Friday, May 28, 2010
Lately I’ve been thinking about what the big differences are between Morocco and home. As I’ll be headed back to the US soon, I’ve started to imagine what reverse culture shock I’ll have when I get home. One of the big differences that I experience everyday is the street culture. I do a lot of walking here and am constantly bothered by the noisy diesel motorcycles (the most common kind are old Peugeot motorcycles that you have to pedal to get started or to go up hill), the honking cars, motorists’ lack of regard for pedestrians, and endless construction that forces one to change one’s route almost on a weekly basis. Rabat is undergoing a citywide transformation and the construction projects are everywhere. From one day to the next entire street corners are uplifted, sidewalks are closed, and whole sections of the street are forced to give way to the power of the jackhammer. This is done with no official warning to motorists. Plus, it seems that focus is on beginning as many projects as possible, with the goal of finishing put on the sidelines. The only project I’ve seen finished was the bike path and sidewalk on a main strip leading to the old medina. It came out quite nice. There is a special lane for bikes, and lots of fancy pedestrian crossing signs. However, most of the projects, including the sub Kasbah tunnel and Salé-Rabat tramline don’t look like they’ll be finished for years. It’s wonderful that Rabat is undergoing such a huge transformation but I just think that instead of gradually re-doing the whole city at once, small patches should have been started and completed instead.
The picture that I’ve attached to this post is of a bridge that helps people cross the tram line construction on foot. You can’t tell from this angle but with my injured back, this was really quite scary to descend. I laugh when I encounter things like this. It’s so incredible to experience street crossings in California and then this. At the same time, it was nice that an effort was even made to help people cross the tramline construction. This is Africa after all.

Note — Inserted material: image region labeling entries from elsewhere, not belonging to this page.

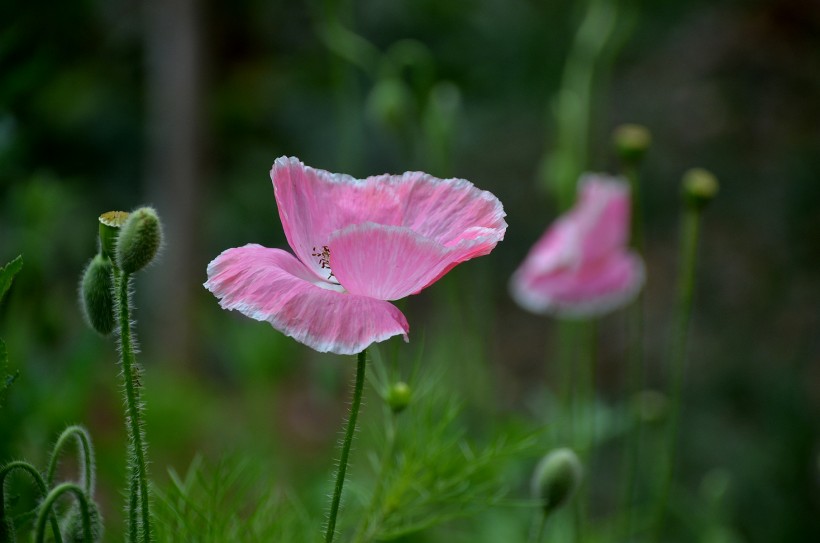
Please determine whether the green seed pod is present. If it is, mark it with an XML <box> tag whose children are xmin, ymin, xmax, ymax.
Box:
<box><xmin>80</xmin><ymin>255</ymin><xmax>116</xmax><ymax>336</ymax></box>
<box><xmin>386</xmin><ymin>381</ymin><xmax>413</xmax><ymax>415</ymax></box>
<box><xmin>683</xmin><ymin>168</ymin><xmax>718</xmax><ymax>209</ymax></box>
<box><xmin>117</xmin><ymin>207</ymin><xmax>162</xmax><ymax>274</ymax></box>
<box><xmin>531</xmin><ymin>448</ymin><xmax>584</xmax><ymax>515</ymax></box>
<box><xmin>612</xmin><ymin>124</ymin><xmax>652</xmax><ymax>164</ymax></box>
<box><xmin>60</xmin><ymin>500</ymin><xmax>103</xmax><ymax>543</ymax></box>
<box><xmin>99</xmin><ymin>211</ymin><xmax>128</xmax><ymax>259</ymax></box>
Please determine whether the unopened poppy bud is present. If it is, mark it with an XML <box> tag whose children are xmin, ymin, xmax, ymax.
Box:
<box><xmin>612</xmin><ymin>124</ymin><xmax>652</xmax><ymax>163</ymax></box>
<box><xmin>531</xmin><ymin>448</ymin><xmax>584</xmax><ymax>515</ymax></box>
<box><xmin>683</xmin><ymin>168</ymin><xmax>718</xmax><ymax>209</ymax></box>
<box><xmin>80</xmin><ymin>254</ymin><xmax>116</xmax><ymax>336</ymax></box>
<box><xmin>60</xmin><ymin>499</ymin><xmax>103</xmax><ymax>543</ymax></box>
<box><xmin>117</xmin><ymin>207</ymin><xmax>162</xmax><ymax>274</ymax></box>
<box><xmin>99</xmin><ymin>211</ymin><xmax>128</xmax><ymax>259</ymax></box>
<box><xmin>387</xmin><ymin>381</ymin><xmax>412</xmax><ymax>415</ymax></box>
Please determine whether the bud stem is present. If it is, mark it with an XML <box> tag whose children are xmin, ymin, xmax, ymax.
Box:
<box><xmin>655</xmin><ymin>206</ymin><xmax>701</xmax><ymax>541</ymax></box>
<box><xmin>325</xmin><ymin>349</ymin><xmax>367</xmax><ymax>543</ymax></box>
<box><xmin>115</xmin><ymin>271</ymin><xmax>151</xmax><ymax>543</ymax></box>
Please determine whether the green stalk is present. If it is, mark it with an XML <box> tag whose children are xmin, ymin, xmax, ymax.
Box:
<box><xmin>34</xmin><ymin>483</ymin><xmax>93</xmax><ymax>543</ymax></box>
<box><xmin>655</xmin><ymin>206</ymin><xmax>700</xmax><ymax>541</ymax></box>
<box><xmin>0</xmin><ymin>460</ymin><xmax>63</xmax><ymax>543</ymax></box>
<box><xmin>116</xmin><ymin>272</ymin><xmax>151</xmax><ymax>543</ymax></box>
<box><xmin>325</xmin><ymin>349</ymin><xmax>367</xmax><ymax>543</ymax></box>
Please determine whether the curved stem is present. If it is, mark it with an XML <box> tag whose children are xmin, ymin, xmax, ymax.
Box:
<box><xmin>117</xmin><ymin>272</ymin><xmax>151</xmax><ymax>543</ymax></box>
<box><xmin>34</xmin><ymin>483</ymin><xmax>94</xmax><ymax>543</ymax></box>
<box><xmin>46</xmin><ymin>425</ymin><xmax>94</xmax><ymax>496</ymax></box>
<box><xmin>325</xmin><ymin>349</ymin><xmax>367</xmax><ymax>543</ymax></box>
<box><xmin>655</xmin><ymin>208</ymin><xmax>700</xmax><ymax>540</ymax></box>
<box><xmin>0</xmin><ymin>460</ymin><xmax>63</xmax><ymax>543</ymax></box>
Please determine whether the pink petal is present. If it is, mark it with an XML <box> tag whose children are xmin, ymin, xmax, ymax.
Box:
<box><xmin>271</xmin><ymin>157</ymin><xmax>507</xmax><ymax>277</ymax></box>
<box><xmin>329</xmin><ymin>223</ymin><xmax>472</xmax><ymax>300</ymax></box>
<box><xmin>510</xmin><ymin>251</ymin><xmax>645</xmax><ymax>318</ymax></box>
<box><xmin>205</xmin><ymin>244</ymin><xmax>409</xmax><ymax>354</ymax></box>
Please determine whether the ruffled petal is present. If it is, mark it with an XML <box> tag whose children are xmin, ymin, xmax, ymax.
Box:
<box><xmin>271</xmin><ymin>157</ymin><xmax>507</xmax><ymax>277</ymax></box>
<box><xmin>329</xmin><ymin>223</ymin><xmax>464</xmax><ymax>300</ymax></box>
<box><xmin>205</xmin><ymin>244</ymin><xmax>409</xmax><ymax>354</ymax></box>
<box><xmin>510</xmin><ymin>251</ymin><xmax>645</xmax><ymax>318</ymax></box>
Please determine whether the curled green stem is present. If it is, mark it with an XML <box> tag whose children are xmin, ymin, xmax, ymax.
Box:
<box><xmin>0</xmin><ymin>460</ymin><xmax>63</xmax><ymax>543</ymax></box>
<box><xmin>325</xmin><ymin>349</ymin><xmax>367</xmax><ymax>543</ymax></box>
<box><xmin>34</xmin><ymin>483</ymin><xmax>94</xmax><ymax>543</ymax></box>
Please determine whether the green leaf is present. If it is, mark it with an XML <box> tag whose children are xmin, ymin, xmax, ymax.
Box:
<box><xmin>0</xmin><ymin>255</ymin><xmax>23</xmax><ymax>302</ymax></box>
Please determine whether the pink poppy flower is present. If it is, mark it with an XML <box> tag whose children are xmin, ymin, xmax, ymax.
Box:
<box><xmin>510</xmin><ymin>174</ymin><xmax>645</xmax><ymax>318</ymax></box>
<box><xmin>205</xmin><ymin>157</ymin><xmax>507</xmax><ymax>354</ymax></box>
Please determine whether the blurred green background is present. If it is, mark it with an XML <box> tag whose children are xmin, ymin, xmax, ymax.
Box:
<box><xmin>0</xmin><ymin>0</ymin><xmax>820</xmax><ymax>542</ymax></box>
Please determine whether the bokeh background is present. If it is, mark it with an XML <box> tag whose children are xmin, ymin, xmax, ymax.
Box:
<box><xmin>0</xmin><ymin>0</ymin><xmax>820</xmax><ymax>542</ymax></box>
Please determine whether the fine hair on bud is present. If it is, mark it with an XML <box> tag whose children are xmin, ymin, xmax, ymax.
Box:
<box><xmin>80</xmin><ymin>254</ymin><xmax>116</xmax><ymax>336</ymax></box>
<box><xmin>117</xmin><ymin>207</ymin><xmax>162</xmax><ymax>274</ymax></box>
<box><xmin>531</xmin><ymin>448</ymin><xmax>584</xmax><ymax>515</ymax></box>
<box><xmin>60</xmin><ymin>499</ymin><xmax>103</xmax><ymax>543</ymax></box>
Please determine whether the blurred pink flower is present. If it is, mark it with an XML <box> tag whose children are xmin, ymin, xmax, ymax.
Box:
<box><xmin>205</xmin><ymin>157</ymin><xmax>507</xmax><ymax>354</ymax></box>
<box><xmin>510</xmin><ymin>174</ymin><xmax>644</xmax><ymax>318</ymax></box>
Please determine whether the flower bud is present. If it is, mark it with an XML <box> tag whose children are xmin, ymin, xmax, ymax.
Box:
<box><xmin>531</xmin><ymin>448</ymin><xmax>584</xmax><ymax>515</ymax></box>
<box><xmin>117</xmin><ymin>207</ymin><xmax>162</xmax><ymax>274</ymax></box>
<box><xmin>683</xmin><ymin>168</ymin><xmax>718</xmax><ymax>209</ymax></box>
<box><xmin>80</xmin><ymin>254</ymin><xmax>116</xmax><ymax>336</ymax></box>
<box><xmin>612</xmin><ymin>124</ymin><xmax>652</xmax><ymax>164</ymax></box>
<box><xmin>60</xmin><ymin>499</ymin><xmax>103</xmax><ymax>543</ymax></box>
<box><xmin>387</xmin><ymin>381</ymin><xmax>412</xmax><ymax>415</ymax></box>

Traffic here is ten times crazier than Mexico City traffic. I can’t tell you the number of times I’ve closed my eyes thinking my taxi was going to be involved in a crash. The good thing about all of the construction here is that the traffic gets so bad that people really aren’t able to build up any speed in the city. So, any crash usually ends up being quite minor. When something does happen, the drivers get so upset. I’ve seen so much frustration and anger on the part of the drivers here. It’s not only among motorists that I observe those sentiments, however. I find many of the young men here to get angry from such minor incidents. More fights than I’ve ever seen have broken out during this year’s annual music festival. I can’t help but blame the rampant sexual repression for the frustration and anger I see among men here. That, coupled with a culture that doesn’t practice much sport (in my part of the city it’s rare to see people running along the coast for example) creates a lot of pent up energy within the male population. Fighting and harassing women is the obvious effect.
The way people drive here is what you would expect of a place that has few road signs, no marked lanes, and no uniform standards for intersections. There is on intersection near where I work that requires people who want to go straight (continue on the street they were on), to turn off of the street, wait at an intersection, and turn back onto the street.

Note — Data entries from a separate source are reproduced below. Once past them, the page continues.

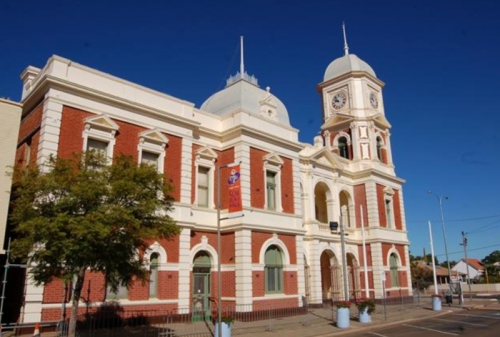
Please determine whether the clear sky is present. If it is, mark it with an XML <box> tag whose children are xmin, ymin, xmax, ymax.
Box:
<box><xmin>0</xmin><ymin>0</ymin><xmax>500</xmax><ymax>260</ymax></box>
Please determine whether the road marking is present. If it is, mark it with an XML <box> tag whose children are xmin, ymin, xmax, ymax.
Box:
<box><xmin>432</xmin><ymin>318</ymin><xmax>488</xmax><ymax>327</ymax></box>
<box><xmin>368</xmin><ymin>332</ymin><xmax>388</xmax><ymax>337</ymax></box>
<box><xmin>453</xmin><ymin>314</ymin><xmax>500</xmax><ymax>319</ymax></box>
<box><xmin>402</xmin><ymin>324</ymin><xmax>460</xmax><ymax>336</ymax></box>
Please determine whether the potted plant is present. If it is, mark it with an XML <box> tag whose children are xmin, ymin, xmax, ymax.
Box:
<box><xmin>432</xmin><ymin>294</ymin><xmax>442</xmax><ymax>311</ymax></box>
<box><xmin>356</xmin><ymin>298</ymin><xmax>375</xmax><ymax>323</ymax></box>
<box><xmin>337</xmin><ymin>301</ymin><xmax>351</xmax><ymax>329</ymax></box>
<box><xmin>214</xmin><ymin>313</ymin><xmax>234</xmax><ymax>337</ymax></box>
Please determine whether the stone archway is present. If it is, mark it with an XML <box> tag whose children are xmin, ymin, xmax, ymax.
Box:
<box><xmin>320</xmin><ymin>250</ymin><xmax>341</xmax><ymax>303</ymax></box>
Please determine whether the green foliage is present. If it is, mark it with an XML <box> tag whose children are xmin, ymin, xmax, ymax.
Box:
<box><xmin>11</xmin><ymin>152</ymin><xmax>178</xmax><ymax>290</ymax></box>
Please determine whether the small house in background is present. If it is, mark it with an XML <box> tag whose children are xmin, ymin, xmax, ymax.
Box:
<box><xmin>451</xmin><ymin>259</ymin><xmax>484</xmax><ymax>281</ymax></box>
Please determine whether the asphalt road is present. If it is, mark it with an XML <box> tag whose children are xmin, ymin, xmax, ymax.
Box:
<box><xmin>349</xmin><ymin>310</ymin><xmax>500</xmax><ymax>337</ymax></box>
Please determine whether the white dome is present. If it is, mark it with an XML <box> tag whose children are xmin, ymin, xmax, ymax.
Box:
<box><xmin>323</xmin><ymin>54</ymin><xmax>377</xmax><ymax>82</ymax></box>
<box><xmin>201</xmin><ymin>80</ymin><xmax>290</xmax><ymax>126</ymax></box>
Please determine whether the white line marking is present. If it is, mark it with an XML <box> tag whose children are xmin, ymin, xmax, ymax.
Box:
<box><xmin>453</xmin><ymin>314</ymin><xmax>500</xmax><ymax>320</ymax></box>
<box><xmin>368</xmin><ymin>332</ymin><xmax>388</xmax><ymax>337</ymax></box>
<box><xmin>432</xmin><ymin>318</ymin><xmax>488</xmax><ymax>327</ymax></box>
<box><xmin>402</xmin><ymin>324</ymin><xmax>460</xmax><ymax>336</ymax></box>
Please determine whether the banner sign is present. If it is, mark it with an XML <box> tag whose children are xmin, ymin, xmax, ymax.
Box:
<box><xmin>227</xmin><ymin>165</ymin><xmax>243</xmax><ymax>217</ymax></box>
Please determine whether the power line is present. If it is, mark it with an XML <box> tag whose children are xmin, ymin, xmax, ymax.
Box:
<box><xmin>436</xmin><ymin>244</ymin><xmax>500</xmax><ymax>256</ymax></box>
<box><xmin>406</xmin><ymin>214</ymin><xmax>500</xmax><ymax>223</ymax></box>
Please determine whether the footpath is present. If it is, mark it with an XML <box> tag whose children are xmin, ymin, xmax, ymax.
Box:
<box><xmin>239</xmin><ymin>297</ymin><xmax>500</xmax><ymax>337</ymax></box>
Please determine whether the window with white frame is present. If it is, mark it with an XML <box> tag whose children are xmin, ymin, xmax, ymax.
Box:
<box><xmin>137</xmin><ymin>129</ymin><xmax>168</xmax><ymax>173</ymax></box>
<box><xmin>197</xmin><ymin>166</ymin><xmax>210</xmax><ymax>207</ymax></box>
<box><xmin>266</xmin><ymin>171</ymin><xmax>277</xmax><ymax>211</ymax></box>
<box><xmin>82</xmin><ymin>115</ymin><xmax>119</xmax><ymax>163</ymax></box>
<box><xmin>384</xmin><ymin>187</ymin><xmax>396</xmax><ymax>228</ymax></box>
<box><xmin>194</xmin><ymin>146</ymin><xmax>217</xmax><ymax>208</ymax></box>
<box><xmin>264</xmin><ymin>153</ymin><xmax>284</xmax><ymax>212</ymax></box>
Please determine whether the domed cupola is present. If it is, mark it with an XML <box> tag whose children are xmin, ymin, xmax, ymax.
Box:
<box><xmin>323</xmin><ymin>25</ymin><xmax>377</xmax><ymax>82</ymax></box>
<box><xmin>200</xmin><ymin>37</ymin><xmax>290</xmax><ymax>126</ymax></box>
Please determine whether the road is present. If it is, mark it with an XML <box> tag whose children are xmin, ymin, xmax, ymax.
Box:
<box><xmin>349</xmin><ymin>310</ymin><xmax>500</xmax><ymax>337</ymax></box>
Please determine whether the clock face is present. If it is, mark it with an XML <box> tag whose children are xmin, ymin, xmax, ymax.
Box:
<box><xmin>370</xmin><ymin>92</ymin><xmax>378</xmax><ymax>109</ymax></box>
<box><xmin>332</xmin><ymin>91</ymin><xmax>347</xmax><ymax>110</ymax></box>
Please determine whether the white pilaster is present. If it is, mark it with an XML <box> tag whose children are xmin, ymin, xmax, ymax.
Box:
<box><xmin>37</xmin><ymin>96</ymin><xmax>63</xmax><ymax>167</ymax></box>
<box><xmin>365</xmin><ymin>181</ymin><xmax>380</xmax><ymax>227</ymax></box>
<box><xmin>181</xmin><ymin>138</ymin><xmax>193</xmax><ymax>204</ymax></box>
<box><xmin>295</xmin><ymin>235</ymin><xmax>306</xmax><ymax>306</ymax></box>
<box><xmin>371</xmin><ymin>242</ymin><xmax>385</xmax><ymax>298</ymax></box>
<box><xmin>179</xmin><ymin>228</ymin><xmax>193</xmax><ymax>309</ymax></box>
<box><xmin>234</xmin><ymin>144</ymin><xmax>251</xmax><ymax>207</ymax></box>
<box><xmin>21</xmin><ymin>269</ymin><xmax>43</xmax><ymax>323</ymax></box>
<box><xmin>234</xmin><ymin>229</ymin><xmax>253</xmax><ymax>311</ymax></box>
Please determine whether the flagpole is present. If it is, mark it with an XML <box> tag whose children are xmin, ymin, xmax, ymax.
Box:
<box><xmin>360</xmin><ymin>205</ymin><xmax>370</xmax><ymax>298</ymax></box>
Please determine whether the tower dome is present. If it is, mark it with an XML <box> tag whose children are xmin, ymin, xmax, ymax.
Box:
<box><xmin>323</xmin><ymin>54</ymin><xmax>377</xmax><ymax>82</ymax></box>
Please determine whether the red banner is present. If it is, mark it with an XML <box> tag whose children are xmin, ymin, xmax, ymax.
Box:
<box><xmin>227</xmin><ymin>165</ymin><xmax>243</xmax><ymax>215</ymax></box>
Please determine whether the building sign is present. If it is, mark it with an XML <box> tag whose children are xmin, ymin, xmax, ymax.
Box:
<box><xmin>227</xmin><ymin>165</ymin><xmax>243</xmax><ymax>217</ymax></box>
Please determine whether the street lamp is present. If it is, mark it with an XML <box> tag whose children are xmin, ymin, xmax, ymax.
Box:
<box><xmin>427</xmin><ymin>191</ymin><xmax>451</xmax><ymax>289</ymax></box>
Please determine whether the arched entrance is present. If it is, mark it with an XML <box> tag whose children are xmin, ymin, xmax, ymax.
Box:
<box><xmin>193</xmin><ymin>251</ymin><xmax>212</xmax><ymax>321</ymax></box>
<box><xmin>347</xmin><ymin>253</ymin><xmax>361</xmax><ymax>299</ymax></box>
<box><xmin>320</xmin><ymin>250</ymin><xmax>340</xmax><ymax>303</ymax></box>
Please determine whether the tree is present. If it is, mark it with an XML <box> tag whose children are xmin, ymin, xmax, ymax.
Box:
<box><xmin>11</xmin><ymin>151</ymin><xmax>179</xmax><ymax>337</ymax></box>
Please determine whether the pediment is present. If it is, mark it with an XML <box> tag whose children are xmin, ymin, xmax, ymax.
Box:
<box><xmin>263</xmin><ymin>152</ymin><xmax>285</xmax><ymax>166</ymax></box>
<box><xmin>310</xmin><ymin>148</ymin><xmax>343</xmax><ymax>169</ymax></box>
<box><xmin>85</xmin><ymin>114</ymin><xmax>120</xmax><ymax>131</ymax></box>
<box><xmin>196</xmin><ymin>146</ymin><xmax>217</xmax><ymax>160</ymax></box>
<box><xmin>373</xmin><ymin>114</ymin><xmax>392</xmax><ymax>129</ymax></box>
<box><xmin>321</xmin><ymin>114</ymin><xmax>354</xmax><ymax>130</ymax></box>
<box><xmin>139</xmin><ymin>128</ymin><xmax>168</xmax><ymax>144</ymax></box>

About two months ago I saw something I would never, in a million years, see in the US. There was a red light at a busy intersection when I saw a man got out of his car (he was driving) and walk to the driver of the car stopped behind him. My first thought was, “wow, there is going to be a huge argument in the middle of the street. The driver must be really pissed off if he chose to get out of his car to say or do whatever he needed to. Well, it turns out that my assumption was completely wrong. The man had gotten out of his car so he could properly greet his friend in the car behind him. A few days ago I saw this happen on a smaller street. These moments, in my opinion, are the exact opposite of what one would experience in the US. If traffic laws were to even allow such behavior, it wouldn’t matter because Americans, for the most part, are pretty cold when it comes to greeting people we know. In Morocco, people always stop and take the time so greet someone on the street. Often the exchange involves both people talking at once (otherwise it would take nearly too long for both parties to get their salutations in). It’s really funny to hear an entire conversation of people responding to questions at the same time that they’re hearing the questions. I imagine they conversations sound similar to this,
S: “Hello Khadija, how are you? That’s so great to hear. How are your husband, and your children? And your mother in-law, is she feeling better now? Oh I’m doing just fine. My family is all well, thanks to Allah.”

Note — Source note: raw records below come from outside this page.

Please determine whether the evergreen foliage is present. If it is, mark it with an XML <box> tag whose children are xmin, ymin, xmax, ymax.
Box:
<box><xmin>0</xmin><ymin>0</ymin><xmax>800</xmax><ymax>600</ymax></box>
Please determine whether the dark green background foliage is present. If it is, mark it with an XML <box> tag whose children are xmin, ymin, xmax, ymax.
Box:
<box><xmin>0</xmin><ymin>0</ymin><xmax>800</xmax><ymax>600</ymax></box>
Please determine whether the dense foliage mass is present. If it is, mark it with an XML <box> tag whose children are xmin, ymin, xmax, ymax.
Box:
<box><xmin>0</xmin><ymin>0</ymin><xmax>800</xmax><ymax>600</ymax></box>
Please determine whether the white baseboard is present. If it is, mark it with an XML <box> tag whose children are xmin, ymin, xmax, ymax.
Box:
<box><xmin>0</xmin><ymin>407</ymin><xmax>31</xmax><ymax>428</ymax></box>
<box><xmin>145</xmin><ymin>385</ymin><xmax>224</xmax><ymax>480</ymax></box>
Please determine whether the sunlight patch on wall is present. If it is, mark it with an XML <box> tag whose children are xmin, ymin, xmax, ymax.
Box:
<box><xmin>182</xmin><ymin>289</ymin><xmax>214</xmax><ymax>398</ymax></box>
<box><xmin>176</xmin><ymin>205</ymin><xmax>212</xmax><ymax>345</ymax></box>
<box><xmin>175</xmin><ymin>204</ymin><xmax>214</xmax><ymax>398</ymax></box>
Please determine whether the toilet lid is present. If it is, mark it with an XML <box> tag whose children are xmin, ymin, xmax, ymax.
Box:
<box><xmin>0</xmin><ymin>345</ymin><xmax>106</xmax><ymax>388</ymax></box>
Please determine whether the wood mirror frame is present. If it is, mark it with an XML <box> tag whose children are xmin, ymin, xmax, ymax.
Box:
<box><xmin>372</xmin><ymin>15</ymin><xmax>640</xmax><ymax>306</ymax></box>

K: “Oh hi Samah, how are you doing? Are you doing well? Thanks to Allah, I’m doing well. And my children, they’re doing well just as I hope that you’re family is doing well. I heard the good news about your eldest son. It’s wonderful news. I’ll see you soon. Peace be with you.”
(This exchange, as I mentioned, would be held simultaneously). I’ve tried to include a recording of this which happens outside of my window all of the time.
The final thing I would like to mention is honking. Here in Morocco, honking serves quite a different purpose than it does in the US. If you’re at a stoplight in the US and you hear honking, usually it means that you’re not paying attention and that the people behind you have finally grown impatient. Stoplights here, like any street signage, are understandably very low budget (Again I remind you that this is Africa). At most major intersections in Rabat, you’ll have one stoplight right on the corner. Unlike in the US where they’re hung in the middle of the intersection and visible by all, in Rabat they’re only visible to the 2nd or 3rd car in line. So, when you hear honking in an intersection, it’s more of an audio version of the green light. People don’t honk here because they’re impatient; they honk because the guy who is first or second in line at the light clearly won’t know it’s turned green otherwise.